第1章
第2章
第3章
第4章
第5章
第6章
 
 
  
 
「一人ひとりが尊重され、必要とされる社会の実現に向けて   
〜自立と自己実現の重視〜」

 介護や保育など地域での福祉サービスが広がる中で、「生涯、自分や家族が全く福祉サービスの利用をしたことがなかった」という人は極めて少なくなってきています。このような中で、社会福祉は次第に住民(とりわけサービス利用者)が主役の時代へと変わりつつあります。

 施設で暮らすか自宅でサービス利用するかにかかわらず、今まで「援助の対象」と見られていた人が、実は既に自分ができる役割を担っていたり、新たにボランティアや福祉サービスの担い手にもなるということもあります。

 また、痴呆・寝たきりに対する予防活動、障害者の活動や育児サークルなど、当事者活動の広がりによって、お互いが援助者であり対象者であるという活動も増えてきました。
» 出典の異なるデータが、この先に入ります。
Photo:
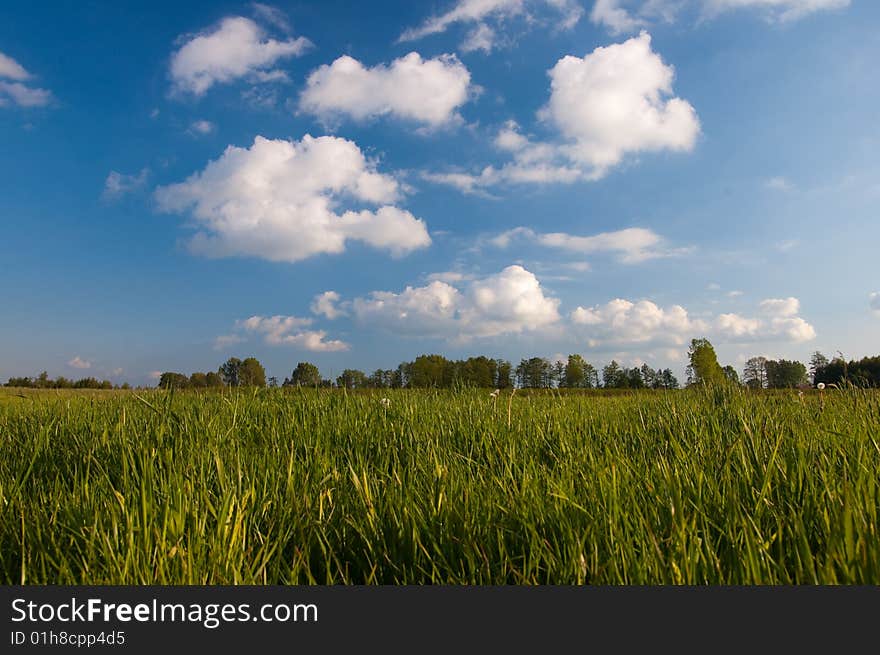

特に「予防」の重視により、社会福祉の対象は大きく広がっています。

 「活動計画」を作り、実施する過程で大切なことは、日々の暮らしの中で自分や家族や地域のために、自分でできること、担えることは何かを考えるきっかけをつくるということです。


 一人ひとりが幸せであるためには、それぞれが「誰かに必要とされていると思えること」「生きがいをもてること」「できるだけ自分のことは自分ですること」が大切です。それを「活動計画」によって全てを保証することは到底できませんが、地域をより良くするための最も重要な理念(考え方)と位置づけたいと思います。